The first half of the night—featuring first Gregg Bielemeier, a long-time Portland dancer and a founder of Conduit, followed by Eisen, a similarly prominent Chicago and now New York dancer and co-founder of the performance/workspace Links Hall Studio—was the rougher half. Both men’s performances dealt with their advancing age. Bielemeier paid a tongue-in-cheek, old queen tribute to Joni Mitchell before transitioning into a somewhat confounding, lip-synching, drag performance to the rebellious teen metal of Khz’s “Let It Go,” which embodied all the awkwardness of watching your gay uncle do drag at a family reunion. Eisen went through a somewhat traditional contemporary dance to a Lou Reed/Metallica collaboration, but roughed up the edges, like holding a deep lunge until his body shook. The whole time his gaunt face contorted gruesomely to the song with the expressiveness of a claymation parody of an old man.
Both spoke to the struggle an aging body poses in a profession dependent on physical vigor and acuity—a rich question, indeed, although both felt rather long and underthought. Ironically, both men also literally had trouble with when and how to exit the stage, though I’m guessing it was more a production kink than a deeper metaphor.
Whereas the first half lingered on age, the second and more successful half probed love. Meshi Chavez, in white pants and a dusting of baby powder, continues to develop as a Butoh performer. His slow, minimalist performance, consisting mostly of minor movements of the arms and face, seemed pulled from him by some grander exterior force that locked our focus just as it coaxed him across the stage. Most captivating was his face, which possessed a certain newborn quality, expressing a deeply existential yet indeterminate intensity that bordered pain, wonder, and intensity—fitting for what was ultimately a love poem titled “Une fleur pour mon amour.”
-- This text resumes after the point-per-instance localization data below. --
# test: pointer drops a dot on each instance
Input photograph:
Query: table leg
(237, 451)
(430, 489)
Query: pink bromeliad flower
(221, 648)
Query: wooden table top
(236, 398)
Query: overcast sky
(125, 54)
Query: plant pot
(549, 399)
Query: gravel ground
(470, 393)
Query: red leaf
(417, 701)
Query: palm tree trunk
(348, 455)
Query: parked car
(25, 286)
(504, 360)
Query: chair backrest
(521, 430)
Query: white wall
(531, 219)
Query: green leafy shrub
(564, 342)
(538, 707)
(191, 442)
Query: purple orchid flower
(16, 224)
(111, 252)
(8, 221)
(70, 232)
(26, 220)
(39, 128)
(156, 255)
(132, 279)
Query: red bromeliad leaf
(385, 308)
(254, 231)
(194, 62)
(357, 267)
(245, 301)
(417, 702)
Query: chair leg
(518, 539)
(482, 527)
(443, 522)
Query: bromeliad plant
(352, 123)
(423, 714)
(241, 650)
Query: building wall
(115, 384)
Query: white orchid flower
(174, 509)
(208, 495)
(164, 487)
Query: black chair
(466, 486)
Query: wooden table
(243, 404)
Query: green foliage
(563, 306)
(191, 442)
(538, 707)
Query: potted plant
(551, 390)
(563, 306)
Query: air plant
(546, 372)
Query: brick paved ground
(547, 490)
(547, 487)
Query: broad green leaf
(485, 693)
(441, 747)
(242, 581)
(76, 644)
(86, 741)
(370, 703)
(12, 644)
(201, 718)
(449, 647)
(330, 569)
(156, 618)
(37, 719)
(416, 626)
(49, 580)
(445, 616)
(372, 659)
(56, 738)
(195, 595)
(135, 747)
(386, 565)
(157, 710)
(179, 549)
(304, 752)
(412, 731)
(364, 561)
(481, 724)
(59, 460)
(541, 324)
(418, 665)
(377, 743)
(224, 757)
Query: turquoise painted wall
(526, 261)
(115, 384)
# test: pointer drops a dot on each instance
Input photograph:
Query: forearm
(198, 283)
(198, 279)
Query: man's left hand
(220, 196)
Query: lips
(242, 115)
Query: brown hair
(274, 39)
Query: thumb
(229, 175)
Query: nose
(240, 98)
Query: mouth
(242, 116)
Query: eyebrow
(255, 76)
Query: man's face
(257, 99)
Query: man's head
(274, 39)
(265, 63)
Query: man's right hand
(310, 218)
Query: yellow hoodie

Then Greg Sax turned the night on its head with an athletic, multimedia performance titled “what is not still…?” that played with the scripts we read during the early stages of a relationship. Diving onto stage, he proceeded to intermix highly physical dance with dialogue that progressed through the stages of flirtation with an offstage interest: “Hi!”, “What kind of music do you like?”, “Is this working for you?”, “I just want you to be happy.” At each stage, the music shifted and he unrolled a narrow screen from the ceiling upon which an image of himself dancing was projected, until the real Sax was dancing with three projected Saxes to a mashup of three Gillian Welch songs—the real Sax in a state of romantic befuddlement, saying, “I think I see you. And I like it. I think.” Though still bumpy, the piece was conceptually and visually rich and has great potential.